Friday, July 6, 2018

The 1% Changes That Will Grow Your Business


Too often, business owners view growth of their business or bottom line as a major, complex challenge. Granted, there are some complexities involved, and some moving parts that must be managed to expand your business, but there is a simpler way to make a quicker, positive impact on your bottom line.

Make 1% changes.

Let’s take a look at how.

Our client is a manufacturing company that does $4M in revenue a year. Annual expenses run about $3.7M. So they’re netting $300K per year, or about an 8% profit margin. For any business I would think that an 8% margin would be a good thing. But the owner wants to expand and needs more available cash to do this.
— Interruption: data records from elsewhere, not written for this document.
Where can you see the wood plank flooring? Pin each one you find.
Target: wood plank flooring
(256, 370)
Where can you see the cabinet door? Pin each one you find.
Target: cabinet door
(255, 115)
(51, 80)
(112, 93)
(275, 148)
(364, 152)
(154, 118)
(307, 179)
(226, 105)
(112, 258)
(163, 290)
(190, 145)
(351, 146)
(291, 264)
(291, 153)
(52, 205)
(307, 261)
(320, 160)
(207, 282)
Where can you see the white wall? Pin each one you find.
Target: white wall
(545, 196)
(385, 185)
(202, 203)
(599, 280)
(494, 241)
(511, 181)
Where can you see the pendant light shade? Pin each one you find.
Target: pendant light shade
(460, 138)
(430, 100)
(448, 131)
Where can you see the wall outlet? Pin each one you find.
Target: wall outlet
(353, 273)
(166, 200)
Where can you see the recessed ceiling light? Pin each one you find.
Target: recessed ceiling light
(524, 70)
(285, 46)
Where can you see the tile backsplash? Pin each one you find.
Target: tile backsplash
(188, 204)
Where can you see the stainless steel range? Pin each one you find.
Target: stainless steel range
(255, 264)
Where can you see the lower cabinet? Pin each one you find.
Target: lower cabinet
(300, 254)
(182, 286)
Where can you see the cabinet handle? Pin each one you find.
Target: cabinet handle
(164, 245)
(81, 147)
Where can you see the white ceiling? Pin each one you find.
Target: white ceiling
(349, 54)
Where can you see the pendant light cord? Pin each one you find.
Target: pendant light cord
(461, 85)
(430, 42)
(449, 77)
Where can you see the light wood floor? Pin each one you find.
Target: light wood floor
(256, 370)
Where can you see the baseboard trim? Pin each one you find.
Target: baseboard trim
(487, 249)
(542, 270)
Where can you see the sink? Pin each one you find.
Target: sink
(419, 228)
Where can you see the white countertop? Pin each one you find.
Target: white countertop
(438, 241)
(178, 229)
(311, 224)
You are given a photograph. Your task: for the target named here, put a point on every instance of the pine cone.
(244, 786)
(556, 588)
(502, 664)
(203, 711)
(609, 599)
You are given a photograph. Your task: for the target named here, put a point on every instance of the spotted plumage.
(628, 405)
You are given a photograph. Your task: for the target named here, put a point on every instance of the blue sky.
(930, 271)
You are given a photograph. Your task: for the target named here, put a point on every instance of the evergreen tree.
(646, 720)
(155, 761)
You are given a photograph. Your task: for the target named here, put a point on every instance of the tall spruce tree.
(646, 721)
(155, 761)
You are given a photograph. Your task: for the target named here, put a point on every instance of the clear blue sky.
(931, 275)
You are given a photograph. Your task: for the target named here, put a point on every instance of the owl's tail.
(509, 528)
They do not want to take out a loan.

The company runs fairly efficiently but in reviewing their numbers there were many areas that they could do better in. Recall from Looking Within While Looking Without that the easiest part to control between revenue and expenses are – the expenses.

So we discussed this and I suggested a bite-sized course of action. What if we were to reduce our expenses by 1%? What impact would that be? We looked at all of the expenses and focused on the line items that we felt were the easiest to control. Among those were:
  1. Utility costs.
  2. Find lower cost materials without sacrificing quality.
  3. Lower the unplanned downtime to manufacturing.
  4. Labor costs – not in wage reductions but through stronger retention. Training a new hire takes investment in time and money. The more that employees can be retained means fewer that will need to be trained.
With expenses around $3.7M, a 1% reduction would bring expenses down to $3.663M, or a savings of $37K. To most businesses, saving $37K is a good thing.

Next, what we looked at was how a 1% increase in revenue could be made. The obvious answers were to look at the following avenues:

  1. Small increase in prices.
  2. Increase the number of customers.
  3. Increase the rate of transactions per customer.
  4. Increase the size of the average transaction.
A 1% increase in revenue would mean and increase from $4M to $4.04M, or an increase of $40K. Again, I cannot think of a business that would walk away from an additional $40K in revenue each year.

But these two 1% changes are not stand alone. They are cumulative. When revenue for our customer is increased by $40K, and expenses are reduced by $37K, we have a growth to the bottom line of $77K.

What that means is that our customer grows the bottom line from $300K to $377K, or a little over a 25% increase in their profit margin from making 1% changes. This is just in the first year.

Year two, all things being equal, would bring an additional $37K in expense reductions and an additional $80K in revenue. This is a net of $117K. Combine that with the $77K from year one and there will be $194K in net profits over two years.

Changes don’t have to be always have to be major to make an impact. 1% changes can make a positive impact too!